Azerbaycan iki dikkat çekici adım daha attı:
Tahran’daki büyükelçilik misyonunu tamamen boşaltarak, çalışanları ülkeye geri çağırdı. Diplomatlarla ailelerinden oluşan 53 kişilik kafile, Tahran’ı terk etti. Hemen ardından da, Azerbaycan Dışişleri Bakanlığı bir açıklama yayınlayarak, İran’a seyahat planlayan vatandaşların “ülkedeki istikrarsızlık” sebebiyle dikkatli olmalarını istedi. Diplomatik dilde, resmî kanallar üzerinden kamuoyuna duyurulan “seyahat uyarısı”, muhatap ülkeye güven duyulmadığının net bir ifadesidir malum.
Bunlar da şaşırtıcı değil. Çünkü İran, büyükelçilik saldırısıyla ilgili herhangi bir somut adım atmak şöyle dursun, “Bizde de bazı saldırıları Azerbaycan kökenli DAEŞ’liler yaptı, ama sesimizi çıkarmadık. Bu tarz şeyleri fazla büyütmeden aramızda halletmek lazım. Yaşanan, bir terör saldırısı değil, kişisel bir eylemdi” anlamına gelecek reaksiyonlar geliştirerek, meseleyi çözmeyeceğinin bütün işaretlerini vermişti.
İran’la Azerbaycan arasında artık gizlenemeyecek boyutlara ulaşan bu derin krizin köklerinde, Azerbaycan’ın son yıllarda Türkiye’yle omuz omuza vererek oluşturduğu stratejik ittifak var. Hatırlanacağı üzere, İran, Azerbaycan’ın Ermenistan tarafından işgal edilen topraklarının özgürlüğe kavuşturulduğu son savaşta (2020) göstere göstere Ermenistan’ı desteklemiş, Azerbaycan’a karşı Ermenilere silah, mühimmat ve asker sevkiyatında bulunmuştu. Azerbaycan elbette bu açık düşmanlığı sineye çekmemiş, Cumhurbaşkanı İlham Aliyev’in dilinden, Tahran’a gerekli mesajlar ulaştırılmıştı. Şiîliği yaymayı İslâm coğrafyasına yönelik temel hedef haline getiren İran, Kafkaslarda Türk bayrağının dalgalanması ihtimalinden öylesine rahatsız olmuştu ki, “takiyye”yi filan bir tarafa bırakıp Azerbaycan’a doğrudan cephe almayı seçmişti. İran devlet aklı, Azerbaycan’ı kazanmakla Asya içlerine doğru uzanacak kesintisiz bir “Türkiye hattı”nı yarmak arasında kalmış, Bakü’yü kaybetmeyi menfaatine daha uygun bulmuştu.

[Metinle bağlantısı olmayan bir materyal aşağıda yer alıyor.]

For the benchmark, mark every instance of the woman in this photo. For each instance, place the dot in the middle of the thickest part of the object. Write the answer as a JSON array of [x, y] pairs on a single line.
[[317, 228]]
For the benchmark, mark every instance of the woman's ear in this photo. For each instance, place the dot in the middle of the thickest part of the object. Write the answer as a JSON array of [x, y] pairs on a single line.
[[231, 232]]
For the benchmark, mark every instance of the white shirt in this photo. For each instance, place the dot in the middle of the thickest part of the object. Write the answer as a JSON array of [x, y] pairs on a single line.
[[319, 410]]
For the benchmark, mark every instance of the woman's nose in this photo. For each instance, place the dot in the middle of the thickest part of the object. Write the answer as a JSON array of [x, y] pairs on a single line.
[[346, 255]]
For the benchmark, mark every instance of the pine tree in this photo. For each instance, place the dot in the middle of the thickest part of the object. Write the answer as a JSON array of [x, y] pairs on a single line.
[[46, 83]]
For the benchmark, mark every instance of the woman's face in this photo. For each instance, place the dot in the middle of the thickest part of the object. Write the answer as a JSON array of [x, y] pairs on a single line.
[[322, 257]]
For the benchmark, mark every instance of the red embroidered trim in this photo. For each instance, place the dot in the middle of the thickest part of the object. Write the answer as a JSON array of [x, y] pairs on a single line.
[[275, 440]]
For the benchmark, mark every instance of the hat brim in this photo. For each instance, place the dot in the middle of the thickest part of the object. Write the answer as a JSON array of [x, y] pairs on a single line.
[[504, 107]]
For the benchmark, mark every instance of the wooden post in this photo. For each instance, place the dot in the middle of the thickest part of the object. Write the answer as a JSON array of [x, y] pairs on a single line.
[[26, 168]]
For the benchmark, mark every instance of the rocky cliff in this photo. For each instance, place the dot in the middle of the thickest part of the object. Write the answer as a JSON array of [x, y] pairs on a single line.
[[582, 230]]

Birbirinden farklı bağlamlarda ve şartlarda 4 tarihî Arap başkentinde (Şam, Bağdat, Beyrut, Sanaa) etkinliğini artıran ve üstünlük sağlayan İran, Ortadoğu ve İslâm coğrafyasının diğer noktalarında da mezhepçi ajandasının tatbikini sürdürüyor.
Hükümetlerle ve iktidarlarla yaşadığı sürtüşmeler bir kenara bırakılacak olursa, İran’ın Müslüman halklara ulaşma ve onlardan taraftar devşirme politikasının üç ana ayağı var: 1) İsrail ve Amerikan düşmanlığını sloganlaştırmak, 2) Kudüs ve Filistin davasının bayraktarlığına soyunmak, 3) Ehl-i Beyt muhabbeti üzerinden, duygusal ortak paydalar oluşturmak. Dünyada olup bitenlere dair derin bir bilgisi bulunmayan, kendi halinde ve samimi bir Müslümanın, İran’ın mezhepçi ve Fars milliyetçisi ajandasını gizlemek üzere ustalıkla kurduğu bu üçgenin içine düşmemesi mümkün değil. İran da zaten kitlelerin bu zaafından istifade ediyor.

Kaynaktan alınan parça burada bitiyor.